Más allá de la legítima duda, de lo que se trata es de avanzar con solidez en la construcción de una plataforma constitucional desde la cual el Estado y la sociedad puedan revisar a fondo sus relaciones primordiales para redefinir sus proyectos para la nación, sus regiones, sus fuerzas sociales. Es decir, la iniciativa senatorial debería abrirnos cauce para emprender la verdadera reforma política que hace falta: la del Estado en su conjunto, la del régimen político, sin duda, pero también, y sin soslayos ridículos, la de un orden económico social corroído que sólo desde el dogmatismo rupestre puede pretender mantenerse.

Para esta inmersión en nuestro adolorido y lodoso subsuelo no parece haber mejor carta de navegación que la que nos ofrecen los derechos humanos fundamentales. El reto es asumirlos como objetivo central, no sectorial y mucho menos ocasional, como suele pasarnos cuando caemos en la trampa conceptual de sectorizar lo irreductible. Y es esta oportunidad valiosa abierta por la propuesta del Senado.

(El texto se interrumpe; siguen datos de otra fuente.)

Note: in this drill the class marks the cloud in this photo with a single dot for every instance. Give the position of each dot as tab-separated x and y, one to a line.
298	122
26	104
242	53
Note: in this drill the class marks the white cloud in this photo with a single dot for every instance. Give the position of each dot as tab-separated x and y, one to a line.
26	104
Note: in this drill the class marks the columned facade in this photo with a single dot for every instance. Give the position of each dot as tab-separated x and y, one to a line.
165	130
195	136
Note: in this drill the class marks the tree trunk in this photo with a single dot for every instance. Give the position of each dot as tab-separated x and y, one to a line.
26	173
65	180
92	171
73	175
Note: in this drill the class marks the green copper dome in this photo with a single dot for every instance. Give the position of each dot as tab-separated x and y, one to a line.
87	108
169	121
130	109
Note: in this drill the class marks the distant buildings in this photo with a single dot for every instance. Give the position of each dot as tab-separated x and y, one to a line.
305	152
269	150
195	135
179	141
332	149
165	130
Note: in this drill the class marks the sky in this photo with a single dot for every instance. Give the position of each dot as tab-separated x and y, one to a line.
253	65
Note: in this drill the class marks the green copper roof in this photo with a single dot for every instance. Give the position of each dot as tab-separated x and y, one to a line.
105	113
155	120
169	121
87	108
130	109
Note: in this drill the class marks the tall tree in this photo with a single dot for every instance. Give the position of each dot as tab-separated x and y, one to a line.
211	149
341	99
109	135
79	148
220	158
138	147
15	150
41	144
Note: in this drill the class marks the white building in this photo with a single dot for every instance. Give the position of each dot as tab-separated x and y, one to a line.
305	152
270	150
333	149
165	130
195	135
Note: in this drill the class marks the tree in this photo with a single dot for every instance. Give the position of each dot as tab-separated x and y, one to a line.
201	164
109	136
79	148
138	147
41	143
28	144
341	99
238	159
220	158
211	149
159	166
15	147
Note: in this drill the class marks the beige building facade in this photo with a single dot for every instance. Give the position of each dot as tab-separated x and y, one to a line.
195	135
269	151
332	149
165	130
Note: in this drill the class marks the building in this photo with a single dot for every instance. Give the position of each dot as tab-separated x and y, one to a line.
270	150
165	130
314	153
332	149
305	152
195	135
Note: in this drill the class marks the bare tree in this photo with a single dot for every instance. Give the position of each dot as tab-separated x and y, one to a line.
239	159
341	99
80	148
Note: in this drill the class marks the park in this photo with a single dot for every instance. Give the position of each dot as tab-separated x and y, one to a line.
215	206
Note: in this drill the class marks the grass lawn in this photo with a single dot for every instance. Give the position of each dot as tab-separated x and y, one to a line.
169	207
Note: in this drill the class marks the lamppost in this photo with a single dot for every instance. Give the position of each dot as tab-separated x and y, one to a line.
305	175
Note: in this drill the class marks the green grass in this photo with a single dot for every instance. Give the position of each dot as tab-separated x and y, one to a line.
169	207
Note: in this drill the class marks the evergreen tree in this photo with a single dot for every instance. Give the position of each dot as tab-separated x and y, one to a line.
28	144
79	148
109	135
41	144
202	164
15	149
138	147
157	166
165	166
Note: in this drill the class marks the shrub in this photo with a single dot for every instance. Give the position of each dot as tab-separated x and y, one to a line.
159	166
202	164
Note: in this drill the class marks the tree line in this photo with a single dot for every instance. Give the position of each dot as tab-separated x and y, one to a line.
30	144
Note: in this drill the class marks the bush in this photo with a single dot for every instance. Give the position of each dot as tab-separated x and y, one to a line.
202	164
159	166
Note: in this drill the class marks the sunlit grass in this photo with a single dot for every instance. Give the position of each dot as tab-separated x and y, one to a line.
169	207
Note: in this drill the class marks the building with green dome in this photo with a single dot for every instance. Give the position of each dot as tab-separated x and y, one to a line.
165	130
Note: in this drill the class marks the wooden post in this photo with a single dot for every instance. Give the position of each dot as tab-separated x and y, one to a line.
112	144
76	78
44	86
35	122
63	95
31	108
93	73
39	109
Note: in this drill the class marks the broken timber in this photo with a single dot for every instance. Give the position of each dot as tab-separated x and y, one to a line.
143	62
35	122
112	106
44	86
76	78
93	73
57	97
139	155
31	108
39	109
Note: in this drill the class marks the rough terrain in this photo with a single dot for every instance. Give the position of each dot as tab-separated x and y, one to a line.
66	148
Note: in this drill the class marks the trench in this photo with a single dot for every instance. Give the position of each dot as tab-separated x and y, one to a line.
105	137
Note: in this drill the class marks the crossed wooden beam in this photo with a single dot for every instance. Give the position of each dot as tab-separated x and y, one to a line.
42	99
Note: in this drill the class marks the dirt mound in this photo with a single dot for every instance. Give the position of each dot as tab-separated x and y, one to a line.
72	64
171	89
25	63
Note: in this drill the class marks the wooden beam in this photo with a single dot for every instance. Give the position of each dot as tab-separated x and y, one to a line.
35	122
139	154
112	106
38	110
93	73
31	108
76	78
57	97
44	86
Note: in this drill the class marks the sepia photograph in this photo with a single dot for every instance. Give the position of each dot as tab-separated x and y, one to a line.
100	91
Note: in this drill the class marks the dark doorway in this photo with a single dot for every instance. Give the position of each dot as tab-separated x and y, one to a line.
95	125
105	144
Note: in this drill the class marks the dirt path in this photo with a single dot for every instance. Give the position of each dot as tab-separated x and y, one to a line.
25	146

Sin embargo, debe admitirse sin ambages que este empeño enfrenta hoy una abrumadora crisis de seguridad que recoge niveles insólitos de desprotección social y personal, así como la erosión de los tejidos básicos, legales y consuetudinarios, en los que hemos sustentado nuestra siempre difícil convivencia comunitaria. Diariamente, hasta volverse inercia ponzoñosa, vivimos este desastre por lo que solíamos conocer como la nota roja y hoy define las primeras planas.

Pero incluso esta inercia letal se ve alterada para advertirnos que lo peor se ha vuelto futuro, como ocurrió este miércoles, un día antes de que el Senado aprobara sus cruciales reformas. Ese día, el general Galván, secretario de la Defensa, luego de advertir que el Ejército seguirá en las calles de cinco a 10 años más, habría solicitado a diputados de la Comisión de Defensa Nacional una legislación emergente, porque en este momento los militares llevan a cabo una tarea que legalmente no les corresponde (La Jornada, 08/04/10, p. 5, nota de Roberto Garduño y Enrique Méndez).

Éste no es, no puede ser, un asunto sectorial cuya vista corresponda a la secretaría o la comisión respectiva. Aparte de general de división, Galván es secretario del Presidente de la República y el directo e inmediato responsable del cuerpo mayor donde el Estado deposita su monopolio legítimo de la violencia. Por eso, no se avanzará un ápice en la tarea de reconstruir la República como una democracia constitucional propiamente dicha, si no se esclarece el panorama desolador que con franqueza rayana en lo brutal pintó el secretario Galván, quien por eso, por ser secretario, no pudo haber hablado donde lo hizo por cuenta propia.

Debería ser la hora y la era de los derechos, pero para nosotros es, sin remedio, la hora del lobo.